Recalling the Integral Fast Reactor (IFR) passive safety experiments
I got notified via a Google Alert on “small nuclear power plants” about a post on a blog that I had not previously visited. The post was titled The Environmentalists Nuclear Debate (2) Mark Lynas.
The post provided a link to a very interesting article by Mark Lynas in the New Republic titled How nuclear power can save the planet that I highly recommend reading. (I just checked out the comments thread on that article, it looks like some of the regular contributors to discussions here have already beaten me to the punch. Great to be involved with such an aggressive group of thinkers!)
Since Polly Higgins, the blogger at The Lazy Environmentalist stated that she could not respond to the technical aspects of Lynas’s description of the IFR, she posted the commentary of someone she claimed was an expert in the field – someone named Paul Brown, the author of a book titled Voodoo Economics and the Doomed Nuclear Renaissance. . According to Mr. Brown, the IFR never existed and “fast breeders only worked on small scale dustbin size projects”.
I could not let that go without comment, so I posted the following:
Your chosen “expert” leaves much to be desired with regard to his factual knowledge of the Integral Fast Reactor that operated in the United States until the mid 1990s when it was shut down as part of a full scale attack on all things nuclear.
Here is a link to an abstract for a very detailed operating history of the IFR, which grew out of the Experimental Breeder Reactor II (EBR-II)
http://cat.inist.fr/?aModele=afficheN&cpsidt=2532990
Here is a quote from the abstract:
“The most dramatic safety tests, conducted on 3 April, 1986, showed that an LMR with metallic fuel could safely accommodate loss of flow or loss of heat-sink without scram. EBR-II operated as the Integral Fast Reactor (IFR) prototypes demonstrating important innovations in safety, plant design, fuel design and actinide recycle.”
Notice – this was not a computer simulation or a model – it was an operating reactor that was put to the test in front of witnesses and cameras.
The system was not terribly large, but it is pretty strange to call something that generates 62.5 MW of thermal energy a “dustbin”. At a conversion efficiency of 33% that plant could have produced enough electricity to supply a fair sized town of about 20,000 people with all of the electricity that they would need. That same quantity of power can comfortably drive a 10,000 ton ship in ocean commerce.

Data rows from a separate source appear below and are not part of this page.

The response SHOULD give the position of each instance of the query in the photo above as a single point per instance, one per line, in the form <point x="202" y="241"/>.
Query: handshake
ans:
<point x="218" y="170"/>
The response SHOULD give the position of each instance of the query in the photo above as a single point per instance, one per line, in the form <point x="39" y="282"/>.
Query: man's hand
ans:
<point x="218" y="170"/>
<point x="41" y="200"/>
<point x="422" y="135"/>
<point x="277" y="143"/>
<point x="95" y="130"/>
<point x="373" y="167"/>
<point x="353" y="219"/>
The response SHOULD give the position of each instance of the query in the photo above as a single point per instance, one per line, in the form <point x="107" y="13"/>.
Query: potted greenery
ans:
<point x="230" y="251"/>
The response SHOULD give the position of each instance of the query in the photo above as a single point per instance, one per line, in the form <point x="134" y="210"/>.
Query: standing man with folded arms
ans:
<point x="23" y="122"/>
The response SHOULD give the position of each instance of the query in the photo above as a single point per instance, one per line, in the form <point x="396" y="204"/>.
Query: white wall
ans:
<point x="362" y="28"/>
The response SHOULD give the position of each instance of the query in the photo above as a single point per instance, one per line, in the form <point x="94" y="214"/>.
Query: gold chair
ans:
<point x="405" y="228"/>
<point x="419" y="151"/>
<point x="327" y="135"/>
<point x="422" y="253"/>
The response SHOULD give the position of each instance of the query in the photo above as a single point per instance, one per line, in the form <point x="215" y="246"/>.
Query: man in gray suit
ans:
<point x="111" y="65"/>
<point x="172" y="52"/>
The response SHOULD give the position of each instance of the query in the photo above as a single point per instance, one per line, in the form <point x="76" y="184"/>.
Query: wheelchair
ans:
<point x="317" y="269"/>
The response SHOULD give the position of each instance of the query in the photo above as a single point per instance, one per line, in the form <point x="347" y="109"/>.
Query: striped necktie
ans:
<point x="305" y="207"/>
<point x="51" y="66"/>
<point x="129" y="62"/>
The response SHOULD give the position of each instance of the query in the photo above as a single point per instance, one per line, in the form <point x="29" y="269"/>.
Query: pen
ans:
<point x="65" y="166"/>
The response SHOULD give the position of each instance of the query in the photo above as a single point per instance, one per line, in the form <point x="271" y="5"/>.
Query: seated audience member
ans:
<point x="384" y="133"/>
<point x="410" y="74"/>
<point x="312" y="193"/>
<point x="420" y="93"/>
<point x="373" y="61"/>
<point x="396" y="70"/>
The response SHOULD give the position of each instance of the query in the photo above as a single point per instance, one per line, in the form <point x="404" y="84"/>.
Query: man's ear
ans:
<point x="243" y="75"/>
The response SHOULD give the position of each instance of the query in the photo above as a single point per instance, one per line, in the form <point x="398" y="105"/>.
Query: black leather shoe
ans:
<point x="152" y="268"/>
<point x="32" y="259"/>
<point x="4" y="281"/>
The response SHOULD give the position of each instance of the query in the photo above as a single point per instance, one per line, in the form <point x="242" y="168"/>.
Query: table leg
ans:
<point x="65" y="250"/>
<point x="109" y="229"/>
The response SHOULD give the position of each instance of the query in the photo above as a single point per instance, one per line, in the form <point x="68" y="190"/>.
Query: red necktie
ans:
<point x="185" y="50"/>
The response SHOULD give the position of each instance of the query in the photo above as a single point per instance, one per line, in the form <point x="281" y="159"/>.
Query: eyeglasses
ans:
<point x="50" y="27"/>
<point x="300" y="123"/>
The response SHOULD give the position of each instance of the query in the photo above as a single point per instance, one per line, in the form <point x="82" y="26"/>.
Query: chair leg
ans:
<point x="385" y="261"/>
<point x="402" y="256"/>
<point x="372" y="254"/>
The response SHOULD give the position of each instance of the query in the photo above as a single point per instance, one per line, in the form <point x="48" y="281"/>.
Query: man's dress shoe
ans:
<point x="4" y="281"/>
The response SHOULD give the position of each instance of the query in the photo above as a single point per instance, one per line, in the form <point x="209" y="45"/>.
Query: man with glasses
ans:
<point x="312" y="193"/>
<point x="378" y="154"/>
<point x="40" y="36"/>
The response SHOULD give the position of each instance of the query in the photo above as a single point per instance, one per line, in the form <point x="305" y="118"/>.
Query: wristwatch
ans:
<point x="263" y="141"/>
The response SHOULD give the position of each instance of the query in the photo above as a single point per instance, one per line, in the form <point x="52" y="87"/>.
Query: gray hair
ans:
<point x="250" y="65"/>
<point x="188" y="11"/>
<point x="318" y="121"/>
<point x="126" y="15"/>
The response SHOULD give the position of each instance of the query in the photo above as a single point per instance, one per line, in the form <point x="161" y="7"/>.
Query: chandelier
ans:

Here is an interesting bit of dialog from a PBS Frontline interview of one of the scientists involved in the program:
Q: Is the IFR still operating?
A: No. The IFR was canceled in the end of September of 1994, two years ago.
Q: Who made that decision?
A: The decision was made in the early weeks of the Clinton administration. It was tempered somewhat in the Department of Energy in that first year. Congress then acted to keep the program alive in that first year. And then in the second year of the Clinton administration, the decision to really reinforce the earlier decisions was made final, and the Administration put a very considerable effort into assuring successfully that the IFR would be canceled.
It might be remembered by a very small group of people that the Clinton Administration chief of staff, a man named Mack McLarty and the Secretary of Energy, Hazel O’Leary both moved from the natural gas industry into politics.
Here is a quote from a 1997 PBS Frontline show titled “The Fixers” about Mac McLarty:
“NARRATOR: Thomas “Mac” McLarty became President Clinton’s chief of staff. He was a genuine “friend of Bill.” But in his life as a businessman there was a potential problem developing, a possible embarrassment. The problem was in Oklahoma. His company, Arkla, had made a fortune in the oil and gas business. As things would turn out, the gas business in Oklahoma is where were about to find the Lums. But we’re getting ahead of the story. It starts back with the oil and gas boom of the 1980s”
Here is a quote from a glowing biography of Ms. O’Leary at her alma mater – Fisk University:
Mrs. O’Leary’s management skills were garnered through 25 years of experience in energy and environmental policy and large project development. She served as President of the natural gas subsidiary of Northern States Power, a diversified utility holding company in Minneapolis, Minnesota. Prior to that, she held the office of Executive Vice President of Corporate Affairs.
People that sell coal, oil and natural gas have a natural competitive reason for disliking nuclear power – especially nuclear power systems like the IFR that answer most of the remaining questions.